Moore’s published comments on Abbott’s books suggest that she had internalized some of their elements. For example, in reviewing George Moore’s Conversations in Ebury Street she wrote: “[Moore’s writing recalls] some of Jacob Abbott’s most dramatically lifelike colloquies. . . .” (Complete Prose, 103); and when asked “What books did most to shape your vocational attitude and your philosophy of life?” she replied: “Beechnut, Grimkie, Florence and John and the Rollo books, by Jacob Abbott.” (Complete Prose, 670).

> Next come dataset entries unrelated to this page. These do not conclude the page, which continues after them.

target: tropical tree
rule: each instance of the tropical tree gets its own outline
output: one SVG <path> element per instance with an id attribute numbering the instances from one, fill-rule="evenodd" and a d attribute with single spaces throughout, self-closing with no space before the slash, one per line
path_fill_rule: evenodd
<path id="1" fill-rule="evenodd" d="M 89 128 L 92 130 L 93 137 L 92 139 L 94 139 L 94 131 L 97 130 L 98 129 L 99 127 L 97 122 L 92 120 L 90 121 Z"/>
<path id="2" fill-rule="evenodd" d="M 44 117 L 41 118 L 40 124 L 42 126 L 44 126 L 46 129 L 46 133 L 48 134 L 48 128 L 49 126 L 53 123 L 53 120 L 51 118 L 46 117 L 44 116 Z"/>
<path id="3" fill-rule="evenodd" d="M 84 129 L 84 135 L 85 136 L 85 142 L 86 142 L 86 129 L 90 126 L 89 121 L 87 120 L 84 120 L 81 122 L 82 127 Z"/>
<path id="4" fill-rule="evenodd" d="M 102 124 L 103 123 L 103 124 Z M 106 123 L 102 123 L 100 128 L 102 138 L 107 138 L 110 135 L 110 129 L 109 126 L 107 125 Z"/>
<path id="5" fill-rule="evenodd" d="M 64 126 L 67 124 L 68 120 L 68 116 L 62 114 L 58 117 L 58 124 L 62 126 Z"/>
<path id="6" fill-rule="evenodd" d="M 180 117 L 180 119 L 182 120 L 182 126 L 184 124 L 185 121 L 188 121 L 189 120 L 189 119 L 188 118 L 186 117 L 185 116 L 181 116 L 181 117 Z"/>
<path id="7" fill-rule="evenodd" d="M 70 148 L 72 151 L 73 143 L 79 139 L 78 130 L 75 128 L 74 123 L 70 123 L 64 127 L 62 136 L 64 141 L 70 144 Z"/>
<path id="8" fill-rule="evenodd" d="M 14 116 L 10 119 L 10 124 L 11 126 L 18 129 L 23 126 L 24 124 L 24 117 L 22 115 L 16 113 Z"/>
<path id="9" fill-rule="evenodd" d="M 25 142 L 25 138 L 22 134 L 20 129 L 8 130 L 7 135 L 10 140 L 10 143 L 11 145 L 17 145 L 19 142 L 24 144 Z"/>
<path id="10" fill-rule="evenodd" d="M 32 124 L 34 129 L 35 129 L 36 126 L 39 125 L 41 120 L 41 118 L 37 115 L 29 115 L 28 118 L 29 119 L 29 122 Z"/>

The books that remain in her library at the Rosenbach Museum & Library are:
From the Rollo Series:
Rollo in Paris. NY: Mershon, 1858
From the Franconia Stories:
Beechnut. NY: Harper’s, 1878
Rudolphus. NY: Harper and Brothers, 1852
The entire series of the Florence Stories:
The English Channel. NY: Sheldon, 1868
Excursion to the Orkney Islands. NY: Sheldon, 1868
Florence and John. NY: Sheldon, 1869
Florence’s return. NY: Sheldon,1869
Grimkie. NY: Sheldon, 1868
Visit to the Isle of Wight. NY: Sheldon, 1869
From the Historical Biographies Series:
History of Alexander the Great. NY: Harpers, 1870
History of Cyrus the Great. NY: Harper and Brothers, 1850
Histories of Xerxes the Great. NY: Harper and Brothers, 1854.
The texts of Abbott’s books are available online through googlebooks, archives.org, and Project Gutenberg.